There are a number of factors that are affecting the cable TV industry, and most of them are relatively new. Some of these include:

  • Over-the-top video where programming is available on the web instead of by a traditional cable TV subscription.
  • Cord-cutting. Neilson has estimated that there are now 5 million homes in the US that don’t watch any form of TV and that this number grew by 1 million last year.
  • Cord-nevers. These are young households who get their entertainment from cell phones, pads and other methods and who do not sign-up for traditional cable TV packages when they start a new household.
  • Rate fatigue. The ever climbing cable bills that are pricing cable service out of the range of many households. This leads some customers to leave cable but others to downgrade to smaller packages.
  • Ever increasing programming costs. To a significant degree the cable TV rate increases are being driving by the programmers who charge more each year to cable operators for carrying their content.
  • Tons of companies competing for cable’s customers like NetFlix, Hulu, Amazon Prime and many others. And to some degrees the broadcast networks are helping them by making programming available on the web soon after it is aired live.
  • Companies like Aereo making it easier for customers to watch TV on any device.
  • Really simple devices like Roku, Apple TV, Playstation and many others making it easier for the non-technical household to get alternate programming onto the TV.
  • Unique programming being created just for the web. NetFlix and others are now developing programming directly for the web. There is also a movement to pick up popular shows that get cancelled and to continue them on the web.

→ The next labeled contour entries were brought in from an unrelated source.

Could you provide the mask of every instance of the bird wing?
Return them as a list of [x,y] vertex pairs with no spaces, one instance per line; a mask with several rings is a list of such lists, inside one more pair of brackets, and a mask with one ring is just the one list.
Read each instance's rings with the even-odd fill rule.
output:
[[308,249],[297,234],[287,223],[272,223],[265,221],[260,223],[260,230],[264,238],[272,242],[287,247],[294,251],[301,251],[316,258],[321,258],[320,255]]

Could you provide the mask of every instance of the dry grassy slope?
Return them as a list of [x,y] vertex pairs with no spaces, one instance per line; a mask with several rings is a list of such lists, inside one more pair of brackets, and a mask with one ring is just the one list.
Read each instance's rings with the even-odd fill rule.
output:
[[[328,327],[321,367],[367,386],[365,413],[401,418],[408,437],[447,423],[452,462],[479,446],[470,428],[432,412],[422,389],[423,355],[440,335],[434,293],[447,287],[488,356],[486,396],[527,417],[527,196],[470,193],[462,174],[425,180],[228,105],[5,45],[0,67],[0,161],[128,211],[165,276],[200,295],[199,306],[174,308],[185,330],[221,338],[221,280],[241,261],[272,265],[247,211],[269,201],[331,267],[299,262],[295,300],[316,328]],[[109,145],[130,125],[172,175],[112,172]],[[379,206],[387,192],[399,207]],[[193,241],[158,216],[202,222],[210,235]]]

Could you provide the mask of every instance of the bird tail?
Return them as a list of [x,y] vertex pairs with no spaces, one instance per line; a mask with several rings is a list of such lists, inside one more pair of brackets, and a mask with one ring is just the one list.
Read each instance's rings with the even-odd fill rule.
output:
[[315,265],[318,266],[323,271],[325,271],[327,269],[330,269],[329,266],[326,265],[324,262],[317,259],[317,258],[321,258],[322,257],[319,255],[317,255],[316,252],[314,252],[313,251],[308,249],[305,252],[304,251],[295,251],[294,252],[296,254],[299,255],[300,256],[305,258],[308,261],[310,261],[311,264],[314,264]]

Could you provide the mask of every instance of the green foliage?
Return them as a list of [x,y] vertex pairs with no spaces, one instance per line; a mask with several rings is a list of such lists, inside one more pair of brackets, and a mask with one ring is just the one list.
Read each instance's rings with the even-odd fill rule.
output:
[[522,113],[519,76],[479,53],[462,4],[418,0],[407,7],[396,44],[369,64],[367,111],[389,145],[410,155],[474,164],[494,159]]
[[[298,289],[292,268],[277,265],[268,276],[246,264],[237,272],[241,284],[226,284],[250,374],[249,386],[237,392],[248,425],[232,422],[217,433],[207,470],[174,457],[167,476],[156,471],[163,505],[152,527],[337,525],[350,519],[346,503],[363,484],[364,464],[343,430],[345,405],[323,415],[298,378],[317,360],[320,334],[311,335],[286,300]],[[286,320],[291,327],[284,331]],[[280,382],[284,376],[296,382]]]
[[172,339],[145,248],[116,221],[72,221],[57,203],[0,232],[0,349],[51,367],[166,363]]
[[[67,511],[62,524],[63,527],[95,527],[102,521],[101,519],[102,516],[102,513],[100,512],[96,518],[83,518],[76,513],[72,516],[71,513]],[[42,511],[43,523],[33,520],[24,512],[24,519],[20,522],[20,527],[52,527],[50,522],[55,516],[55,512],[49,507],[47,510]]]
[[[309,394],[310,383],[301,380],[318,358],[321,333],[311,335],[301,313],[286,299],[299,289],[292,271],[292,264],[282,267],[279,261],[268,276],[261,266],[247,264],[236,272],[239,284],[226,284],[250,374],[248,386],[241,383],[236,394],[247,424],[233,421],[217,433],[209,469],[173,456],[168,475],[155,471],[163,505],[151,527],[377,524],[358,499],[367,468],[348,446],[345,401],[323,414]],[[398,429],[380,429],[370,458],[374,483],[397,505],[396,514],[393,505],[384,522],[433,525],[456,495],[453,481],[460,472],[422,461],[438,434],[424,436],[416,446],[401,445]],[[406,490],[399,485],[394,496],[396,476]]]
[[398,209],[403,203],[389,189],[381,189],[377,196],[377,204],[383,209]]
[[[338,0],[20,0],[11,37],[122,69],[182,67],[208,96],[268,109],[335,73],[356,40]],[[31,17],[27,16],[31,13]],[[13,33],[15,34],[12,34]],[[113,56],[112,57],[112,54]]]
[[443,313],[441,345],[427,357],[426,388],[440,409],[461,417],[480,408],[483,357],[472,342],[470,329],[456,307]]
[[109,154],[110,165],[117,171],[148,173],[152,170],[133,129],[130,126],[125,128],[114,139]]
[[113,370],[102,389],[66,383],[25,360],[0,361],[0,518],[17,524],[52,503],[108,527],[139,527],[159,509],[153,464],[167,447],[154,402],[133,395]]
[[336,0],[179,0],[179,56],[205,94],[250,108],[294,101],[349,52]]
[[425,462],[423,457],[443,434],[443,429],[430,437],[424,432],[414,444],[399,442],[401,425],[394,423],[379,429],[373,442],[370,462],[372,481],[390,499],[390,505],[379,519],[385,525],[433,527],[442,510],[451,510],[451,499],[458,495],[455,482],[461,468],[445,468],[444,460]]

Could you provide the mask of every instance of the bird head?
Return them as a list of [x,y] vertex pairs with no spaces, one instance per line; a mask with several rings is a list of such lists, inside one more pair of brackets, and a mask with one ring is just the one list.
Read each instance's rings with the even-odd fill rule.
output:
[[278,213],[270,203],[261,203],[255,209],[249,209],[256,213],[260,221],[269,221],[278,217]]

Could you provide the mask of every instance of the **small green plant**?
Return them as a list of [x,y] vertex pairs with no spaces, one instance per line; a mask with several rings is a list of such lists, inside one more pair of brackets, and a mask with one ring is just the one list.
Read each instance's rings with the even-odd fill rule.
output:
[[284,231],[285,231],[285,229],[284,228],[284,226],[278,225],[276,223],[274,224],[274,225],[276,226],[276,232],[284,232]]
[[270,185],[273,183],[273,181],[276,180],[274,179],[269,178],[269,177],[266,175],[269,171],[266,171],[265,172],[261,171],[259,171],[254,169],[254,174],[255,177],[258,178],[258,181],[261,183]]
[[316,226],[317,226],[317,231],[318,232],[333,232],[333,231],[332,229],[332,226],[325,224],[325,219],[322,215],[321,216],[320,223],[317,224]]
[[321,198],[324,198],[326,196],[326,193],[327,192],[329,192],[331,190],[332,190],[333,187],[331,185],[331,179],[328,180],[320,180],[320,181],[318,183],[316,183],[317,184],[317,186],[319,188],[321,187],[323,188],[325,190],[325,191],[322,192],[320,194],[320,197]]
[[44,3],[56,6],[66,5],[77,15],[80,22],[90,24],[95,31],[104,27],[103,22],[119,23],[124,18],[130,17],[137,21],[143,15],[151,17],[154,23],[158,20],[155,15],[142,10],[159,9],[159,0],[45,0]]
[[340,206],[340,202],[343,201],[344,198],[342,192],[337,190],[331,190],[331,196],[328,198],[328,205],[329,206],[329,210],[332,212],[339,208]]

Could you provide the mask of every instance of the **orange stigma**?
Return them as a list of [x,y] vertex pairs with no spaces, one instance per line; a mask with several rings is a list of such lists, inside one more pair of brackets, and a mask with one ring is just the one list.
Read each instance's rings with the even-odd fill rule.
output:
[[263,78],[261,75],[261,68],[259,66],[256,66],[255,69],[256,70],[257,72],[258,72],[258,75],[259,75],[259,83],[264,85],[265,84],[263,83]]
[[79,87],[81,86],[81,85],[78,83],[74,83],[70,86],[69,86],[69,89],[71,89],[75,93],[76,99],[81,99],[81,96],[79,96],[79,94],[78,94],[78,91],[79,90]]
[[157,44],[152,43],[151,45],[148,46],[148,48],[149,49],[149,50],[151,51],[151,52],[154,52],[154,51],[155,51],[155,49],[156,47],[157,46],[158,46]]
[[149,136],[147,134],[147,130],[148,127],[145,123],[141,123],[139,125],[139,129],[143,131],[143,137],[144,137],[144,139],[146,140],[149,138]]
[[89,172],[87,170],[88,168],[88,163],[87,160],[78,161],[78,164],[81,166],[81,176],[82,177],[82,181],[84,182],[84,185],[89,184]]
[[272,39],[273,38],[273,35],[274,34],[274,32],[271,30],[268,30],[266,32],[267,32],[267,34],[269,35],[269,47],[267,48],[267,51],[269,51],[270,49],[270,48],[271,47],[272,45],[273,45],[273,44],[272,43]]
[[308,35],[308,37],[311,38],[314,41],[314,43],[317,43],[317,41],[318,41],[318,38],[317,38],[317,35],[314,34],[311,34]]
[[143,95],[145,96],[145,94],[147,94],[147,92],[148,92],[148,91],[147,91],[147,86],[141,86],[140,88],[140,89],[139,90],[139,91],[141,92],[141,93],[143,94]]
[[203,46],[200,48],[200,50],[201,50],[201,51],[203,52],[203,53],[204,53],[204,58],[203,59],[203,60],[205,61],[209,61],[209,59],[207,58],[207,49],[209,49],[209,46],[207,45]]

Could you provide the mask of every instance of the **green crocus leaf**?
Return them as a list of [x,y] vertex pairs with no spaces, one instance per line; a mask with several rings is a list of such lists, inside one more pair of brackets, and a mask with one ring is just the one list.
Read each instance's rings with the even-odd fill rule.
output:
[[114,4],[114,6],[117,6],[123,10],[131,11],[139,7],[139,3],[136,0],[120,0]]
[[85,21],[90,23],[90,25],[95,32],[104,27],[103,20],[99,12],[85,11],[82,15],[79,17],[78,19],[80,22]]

There are a few experts that believe that the cable industry will be able to hold its own, even with all of these trends going on. But there are a lot more experts who are positive that the industry will decline, but the predictions of how fast vary from a slow decline like telephone service up to predictions of a fiery crash like what happened to CD stores due to iTunes. And there is ample evidence that the decline has begun. I saw a statistic that said that in 2012 the cable industry as a whole added a net of 50,000 new customers, wherein past years that would have been millions. And there is evidence that every one of the above trends is hurting the industry.

And there is more disruption to come. Wireless connections have gotten faster making it easier to watch TV while on the go. John McCain just introduced a bill that would promote (but not guarantee) a la carte programming. Comcast just increased their cable modem speeds nationwide. It just becomes easier and easier for a household to elect something other than the traditional cable TV packages.

Like many I certainly foresee an industry that is going to lose customers at a faster and faster pace over time. But I just don’t know if all of these little factors can somehow produce a tipping point for the whole industry. With that said, I believe that the effect of these changes will differ by market and I expect that there will be companies and markets that reach a tipping point long before the whole industry does.